Die Wissenschaftler der Universität Wien rechneten die Plastikmenge aus ihren Netzen hoch und erklärten, dass die Donau täglich rund 4,2 Tonnen Plastikmüll bis ins Schwarze Meer spült. Drei Jahre später wurden jedoch ganz andere Zahlen veröffentlicht, vorgelegt von der Universität für Bodenkultur Wien (BOKU) und dem österreichischen Umweltbundesamt: Sie kamen bei ihren untersuchten Wasserproben auf eine 29 Mal kleinere Plastikmenge als ihre Kollegen von der Uni Wien.

Viele Variablen, wenig Vergleiche

Welches Forscherteam hat nun die verlässlichen Zahlen? Schwer zu sagen, denn die Ergebnisse lassen sich so gut wie nicht miteinander vergleichen. Nicht nur in Österreich, auch in anderen Donau-Anrainerstaaten untersuchen derzeit Wissenschaftler den sie verbindenden Fluss. Für ihre Untersuchungen müssen sie viele Fragen klären: Wie engmaschig sollte das Netz sein, mit dem die Wasserproben entnommen werden? Zu welcher Zeit und an welchem Ort im Wasser sollte gemessen werden, kurz nach Niederschlägen, wo der Fluss für gewöhnlich mehr Müll mit sich führt oder an einem trockenen Sommertag?

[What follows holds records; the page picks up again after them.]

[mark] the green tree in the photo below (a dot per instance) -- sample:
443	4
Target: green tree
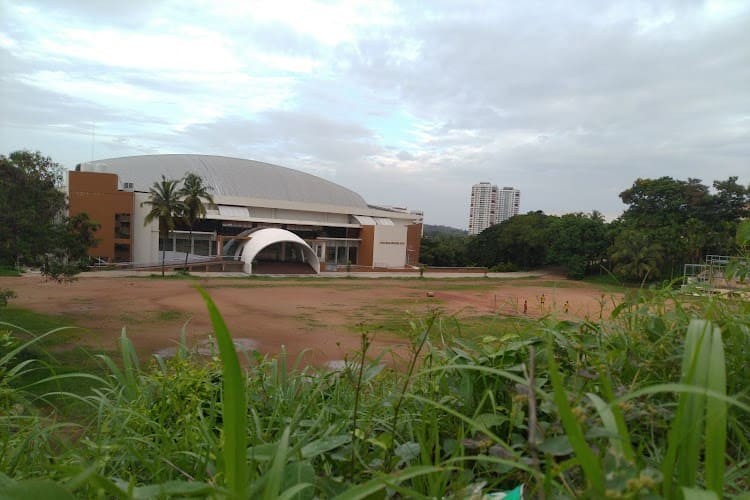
522	240
444	250
33	228
31	205
196	196
635	256
579	242
166	207
684	218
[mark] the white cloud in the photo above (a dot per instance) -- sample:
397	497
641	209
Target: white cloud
407	103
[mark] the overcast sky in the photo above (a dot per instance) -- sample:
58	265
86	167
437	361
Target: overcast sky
407	103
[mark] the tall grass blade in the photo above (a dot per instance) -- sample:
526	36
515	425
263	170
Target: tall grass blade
275	475
130	366
703	407
586	458
234	412
373	486
716	417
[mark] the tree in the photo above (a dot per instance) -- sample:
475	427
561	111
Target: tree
635	256
31	205
166	207
444	250
684	218
196	196
579	242
33	228
522	240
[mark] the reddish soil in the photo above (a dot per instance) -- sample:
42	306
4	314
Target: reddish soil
314	315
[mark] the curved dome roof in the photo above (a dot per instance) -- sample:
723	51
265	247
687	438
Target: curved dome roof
229	177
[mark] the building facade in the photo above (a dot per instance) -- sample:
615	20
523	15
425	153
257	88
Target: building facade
483	207
490	205
508	203
313	219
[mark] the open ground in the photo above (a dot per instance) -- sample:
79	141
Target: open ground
318	316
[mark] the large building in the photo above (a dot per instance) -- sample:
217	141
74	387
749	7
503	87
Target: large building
264	213
490	205
508	203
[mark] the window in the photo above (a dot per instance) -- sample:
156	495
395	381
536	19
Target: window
122	226
122	252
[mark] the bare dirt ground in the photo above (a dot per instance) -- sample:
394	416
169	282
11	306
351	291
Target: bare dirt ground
320	316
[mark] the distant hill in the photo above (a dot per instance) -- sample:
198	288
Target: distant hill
432	230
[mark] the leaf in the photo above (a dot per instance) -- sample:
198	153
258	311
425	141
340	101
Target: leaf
234	400
556	446
373	486
275	475
698	494
172	488
407	451
38	489
323	445
299	478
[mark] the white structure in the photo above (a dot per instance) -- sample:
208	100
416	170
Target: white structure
508	203
490	205
297	217
483	207
263	238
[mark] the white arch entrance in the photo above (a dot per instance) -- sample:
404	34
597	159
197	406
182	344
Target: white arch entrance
266	237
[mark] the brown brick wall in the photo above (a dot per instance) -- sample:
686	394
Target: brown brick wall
413	242
366	246
96	194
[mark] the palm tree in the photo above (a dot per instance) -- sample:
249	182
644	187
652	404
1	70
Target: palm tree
634	256
196	197
166	207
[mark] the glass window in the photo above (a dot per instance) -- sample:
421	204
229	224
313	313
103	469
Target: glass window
122	226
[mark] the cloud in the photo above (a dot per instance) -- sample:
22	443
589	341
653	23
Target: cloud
408	104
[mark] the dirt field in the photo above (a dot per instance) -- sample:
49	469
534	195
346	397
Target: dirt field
319	315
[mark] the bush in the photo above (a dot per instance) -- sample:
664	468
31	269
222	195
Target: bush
505	267
576	267
5	295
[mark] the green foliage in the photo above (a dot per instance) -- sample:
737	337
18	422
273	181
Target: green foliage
196	196
166	207
681	221
650	403
444	250
578	242
33	230
5	295
635	257
522	240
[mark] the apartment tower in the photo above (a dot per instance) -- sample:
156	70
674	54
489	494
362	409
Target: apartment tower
508	203
490	205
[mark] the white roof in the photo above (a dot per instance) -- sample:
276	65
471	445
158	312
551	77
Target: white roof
229	177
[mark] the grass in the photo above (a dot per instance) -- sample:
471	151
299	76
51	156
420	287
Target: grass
9	271
35	322
649	403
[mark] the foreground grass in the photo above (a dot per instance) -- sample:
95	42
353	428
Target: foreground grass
650	403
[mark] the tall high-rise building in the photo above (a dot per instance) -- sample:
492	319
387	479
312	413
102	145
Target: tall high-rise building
490	205
508	203
483	207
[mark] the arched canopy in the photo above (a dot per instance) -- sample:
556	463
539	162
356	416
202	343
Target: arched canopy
263	238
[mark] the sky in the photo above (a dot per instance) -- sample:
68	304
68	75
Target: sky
407	103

Bislang entscheidet jedes Team diese Variablen für sich, denn für die Untersuchungen von Mikroplastik in Gewässern fehlt es an international standardisierten Bestimmungsmethoden. Ein zuverlässiges länderübergreifendes Ergebnis für die Donau wird es damit sobald nicht geben, auch wenn die EU und die Anrainerstaat derzeit viel Geld investieren, um den Müllgehalt der Donau zu erforschen.

Kunststoff kommt in Nahrungskette

Auch drängt die Zeit, eine europäische Lösung für den Plastikmüll in der Donau zu finden, meint der in Bukarest lebende Wissenschaftler Iulian Pojar vom Nationalen Institut für Meeresgeologie und -Geoökologie (Geoecomar). "Die Kunststoffteilchen werden von den Fischen des Flusses verschluckt, die wiederum auf unseren Tellern landen“, sagt Pojar.

Der Mineraloge hat mit dem rumänischen Teil der Donau einen Sonderfall. Denn nach einem fast 3.000 Kilometer langen Weg durch Europa bildet der Fluss ein Delta, bevor er ins Schwarze Meer mündet. Es ist Europas größtes Feuchtgebiet – ein Paradies für Tiere und Pflanzen, wie die Vogelinsel Sacalin. Für das Donaudelta gelten deshalb strenge Umweltauflagen. Gegen die Mikroplastik, die der Fluss anschwemmt, sind sie aber machtlos.

Donaudelta als Filter

Plastikgartenzaun im Donaudelta
So kann man seinen Plastikabfall auch verwerten. Das Bild entstand 2016 im Dorf Letea im Donaudelta. Bildrechte: Thede Kahl

Wissenschaftler Pojar nennt das Delta "eine Art Sieb". Es filtere einen Gutteil des Mikroplastiks, das im Wasser und im Geröll verbleibe. Zu dieser Annahme lassen Pojar seine entnommenen Proben kommen. Mit dem bloßen Auge ist der Müll für den Forscher oft gar nicht sichtbar, denn das Plastik wird auf ihrem Weg in kleinste Partikel zerrieben.

Doch wie viel Abfälle gelangen in jedem der zehn Donau-Länder in den Fluss? Nimmt die Umweltbelastung mit dem Flussverlauf zu? Wie lässt sich die Müllmenge in der Donau spürbar reduzieren? Und ist das Schwarze Meer der Abfalleimer Europas? Viele Fragen, die noch geklärt werden müssen. Der 30-jährige Pojar wünscht sich hier mehr gemeinsame Initiative zwischen den Donau-Anrainern: "Wir tragen eine gemeinsame Schuld an der ökologischen Lage, ganz gleich, wie viel Plastik in jedem Land in die Donau gelangt."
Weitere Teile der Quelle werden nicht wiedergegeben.